「IFD(イフダン)」は、一度の取引で同時に2種類の注文を行うものです。
もし、IFDで最初の注文が約定すると、もうひとつの注文が自動で発動することになっていることが特徴です。

例を挙げてみましょう。
1ドル=75円の時に、1ドル=76円になったら米ドル買いの注文を出す場合、それと同時にもうひとつの注文として、1ドル=78円になったら売るという注文を出します。
ここで、1ドル=76円での米ドル買い(最初の注文)が約定すると、自動的に1ドル=78円で売りの注文(後の注文)が出るのがIFDという注文方法なのです。
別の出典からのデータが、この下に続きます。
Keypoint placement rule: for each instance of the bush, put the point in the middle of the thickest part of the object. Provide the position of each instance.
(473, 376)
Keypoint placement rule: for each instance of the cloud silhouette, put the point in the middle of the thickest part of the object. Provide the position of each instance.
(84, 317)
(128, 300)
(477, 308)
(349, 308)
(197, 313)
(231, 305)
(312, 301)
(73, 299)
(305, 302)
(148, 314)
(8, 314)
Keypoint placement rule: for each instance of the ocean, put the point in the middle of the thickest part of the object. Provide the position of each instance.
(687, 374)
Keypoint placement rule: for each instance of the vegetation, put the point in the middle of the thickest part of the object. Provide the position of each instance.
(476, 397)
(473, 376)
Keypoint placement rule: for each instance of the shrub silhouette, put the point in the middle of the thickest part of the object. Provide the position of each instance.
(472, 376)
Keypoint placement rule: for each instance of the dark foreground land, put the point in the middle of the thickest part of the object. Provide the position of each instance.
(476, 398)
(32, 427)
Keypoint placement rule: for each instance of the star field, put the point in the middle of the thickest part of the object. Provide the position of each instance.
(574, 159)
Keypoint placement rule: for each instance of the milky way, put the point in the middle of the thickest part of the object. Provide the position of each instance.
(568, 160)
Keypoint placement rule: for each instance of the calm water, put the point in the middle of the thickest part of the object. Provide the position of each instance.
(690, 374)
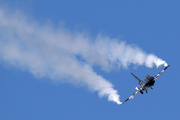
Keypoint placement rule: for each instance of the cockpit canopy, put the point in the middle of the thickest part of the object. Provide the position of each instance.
(147, 76)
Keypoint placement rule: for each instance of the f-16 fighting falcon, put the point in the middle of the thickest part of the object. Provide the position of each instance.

IFDは、先の例のように利益を確定するタイプの注文と、損失を確定する(制限する)タイプの注文があります。
損失確定のタイプは、1ドル=75円の時に、1ドル=76円になったら米ドル買いの注文を出す時、それと同時に、1ドル=74円になったら売るという注文をするのです。
これで自動的に損失は1円に確定されます。
このように、IFDは大きく分けて2種類の使い方があるのです。

ただし、IFDには注意点が2つあります。
1つめの注意点は、IFDにおける後の注文は、最初の注文が約定しないと発動されないということです。
ですから、最初の注文は、約定しやすい価格を設定しなくてはなりません。

2つめの注意点は、2つの注文を同時に出せるものの、「ひとつの注文における決済はひとつ」という原則を持っているということです。
先の例で言うと、利益確定のタイプのIFD注文で、最初の注文(1ドル=76円で買い)が約定し、後の注文(1ドル=78円で売り)が発動した時点で、相場がマイナスに動いたケースです。
もし、どんどん1ドルの価格が下がっていった場合、損失は膨らんでいくわけですが、ここでの損切りは自動的には行ってくれないのです(決済は、「1ドル=78円で売り」のひとつだけ)。
これらの点に注意して、IFD取引を活用するようにしてください。